At the meeting, Trump reportedly endorsed the general idea of doing something to protect the “dreamers” first and then moving on to a more comprehensive set of immigration reforms later. At the same time, he again insisted on construction of a wall as part of any deal for the dreamers.
Which means that, as long as Trump is involved in the negotiations, a border wall is going to be at the center of them. And this could offer Democrats a way to get a great deal of what they want.
The Trump administration has been doing everything it can to enact the cruelest and most counterproductive set of policies possible on immigration, driven by a group of nativists within the administration, including White House policy aide Stephen Miller and Attorney General Jeff Sessions. The recent decision to end Temporary Protected Status for hundreds of thousands of Salvadorans living in the country is only the latest move; the administration has also sharply cut back on the number of refugees admitted to the country, undertaken a wave of immigration arrests and, most notably, ended the Deferred Action for Childhood Arrivals program (DACA).
But while the president himself has throughout his life displayed an animus toward immigrants and non-whites, when it comes to specific policies he has little in the way of fixed opinions. On DACA, for instance, he regularly talks about how wonderful the recipients are and how he wants to protect them — then signs off on deporting them. What does he actually believe should be done? It depends what day you catch him on and who spoke to him last.
But there is one thing Trump cares more about than anything else: his border wall.
It’s almost impossible to overstate the symbolic importance the wall holds for Trump. Throughout his campaign for president, he used it as a representation of everything he would offer his supporters: a way to keep out not only immigrants diluting the country’s whiteness but the very forces of modernity and change. His message was clear: The wall will protect us not just from crime and drugs but from a confusing and threatening world. Even better, he told his fans that Mexico would pay for it.
Whenever Trump talked about other countries, it was always in terms of shame and humiliation: they’ve made us into losers, they’re beating us, and most of all, they’re laughing at us. Build a wall and make Mexico pay for it — forcing them to their knees in a ritual humiliation — and we’ll recapture our sense of mastery and potency.
If you were, say, a 60-year-old white guy with uncertain economic prospects and a feeling that the world had passed you by, it was a compelling message. Maybe you knew Mexico would never pay for a wall, but that didn’t make the idea any less thrilling.
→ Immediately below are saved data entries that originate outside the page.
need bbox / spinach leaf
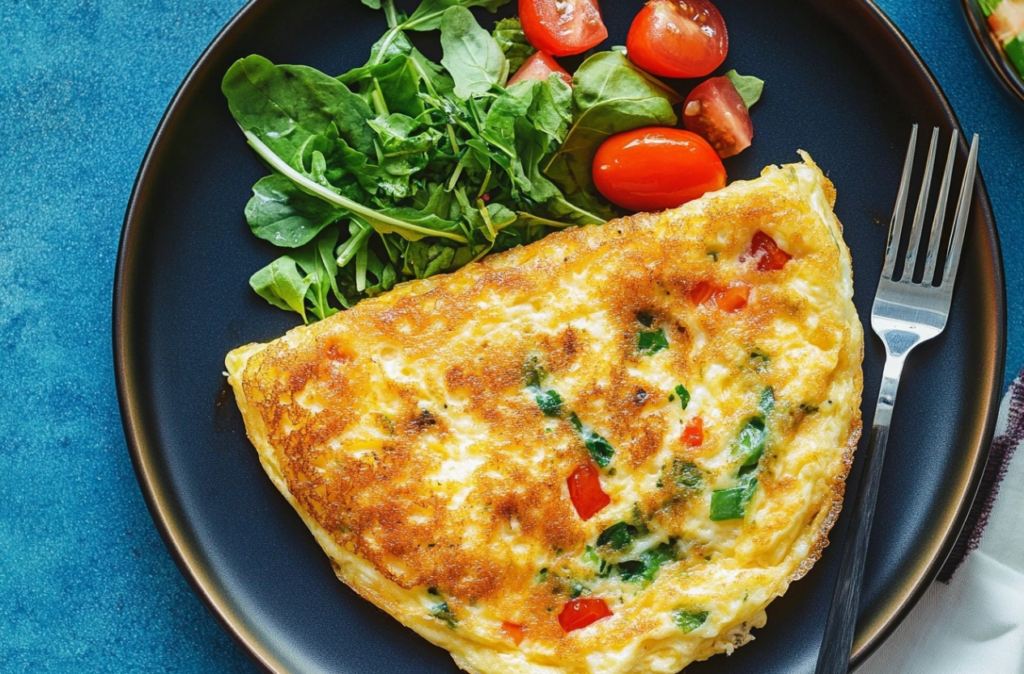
[544,52,681,208]
[596,522,637,550]
[493,17,535,73]
[402,0,512,32]
[617,542,676,584]
[535,389,563,416]
[222,55,376,161]
[440,7,507,99]
[249,256,312,322]
[246,175,344,247]
[344,55,426,117]
[724,70,764,109]
[638,328,669,354]
[568,412,616,468]
[673,609,709,633]
[674,384,690,410]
And while Trump may not talk about making Mexico pay anymore, he has to keep the idea of the wall alive, to show his supporters that it wasn’t all a lie.
That’s the context to understand a report like this one from today’s New York Times:
The Trump administration would cut or delay funding for border surveillance, radar technology, patrol boats and customs agents in its upcoming spending plan to curb illegal immigration — all proven security measures that officials and experts have said are more effective than building a wall along the Mexican border.
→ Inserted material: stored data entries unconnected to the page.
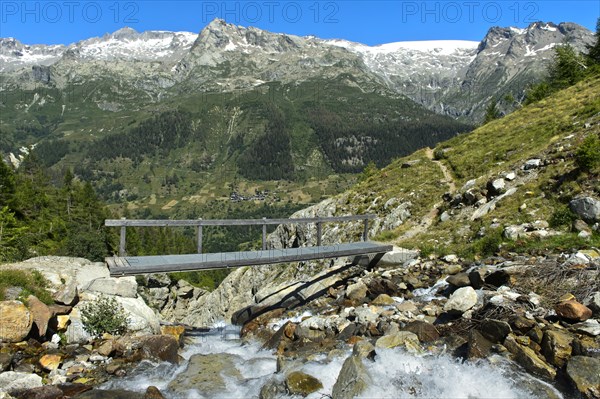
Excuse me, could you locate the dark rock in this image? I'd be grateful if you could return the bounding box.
[260,378,287,399]
[485,270,514,287]
[72,389,145,399]
[468,271,485,289]
[541,329,574,368]
[566,356,600,399]
[137,335,179,364]
[338,323,361,342]
[144,386,165,399]
[27,295,52,339]
[527,327,544,344]
[510,316,536,334]
[480,319,511,343]
[504,335,556,380]
[264,322,295,350]
[446,273,470,288]
[56,384,93,397]
[467,330,493,359]
[12,385,63,399]
[403,321,440,342]
[366,278,399,299]
[0,351,12,371]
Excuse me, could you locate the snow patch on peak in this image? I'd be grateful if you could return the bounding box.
[327,39,479,55]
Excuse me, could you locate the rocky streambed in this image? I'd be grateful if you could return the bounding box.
[2,250,599,399]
President Trump has made the border wall a focus of his campaign against illegal immigration to stop drugs, terrorists and gangs like MS-13 from coming into the United States. Under spending plans submitted last week to Congress, the wall would cost $18 billion over the next 10 years, and be erected along nearly 900 miles of the southern border.
It’s not about what works or what doesn’t; it’s about the symbolism. Which gives Democrats an opportunity. Up until now, they’ve quite properly been adamantly opposed to the wall, stating that they’ll never accept it under any circumstances. But what if they offered to give Trump at least something he could call a wall — more money for border fencing in certain areas, say — but demanded that, in exchange, he not only consent to allow DACA recipients to stay and have a path to citizenship, but also roll back some of the other immigration changes the administration has made?
Many Republicans wouldn’t like it, but it might win Trump over. He’d get to say he built his wall, and Democrats would get a substantive victory by winning a reprieve for Dreamers and making the administration’s immigration policies less awful.
Democrats wouldn’t have to go back on their insistence that the wall is a terrible idea, a belief they share with a majority of the public. For instance, this Washington Post/ABC News poll from September found that 86 percent of Americans believe DACA recipients should be allowed to stay in the United States, and 65 percent said they’d support pairing DACA with increased border security measures. But only 37 percent supported building a border wall, while 62 percent opposed it. But they could argue, quite reasonably, that they gave a little on the wall to achieve a greater good. It might be a bitter pill to swallow, but if it means they can attract significant concessions, it could be well worth it.
In other words, they’d be using Trump’s silly obsession to substantially mitigate the real and substantial damage he’s already doing to the lives of immigrants, their families and the communities in which they live. It might be worth it.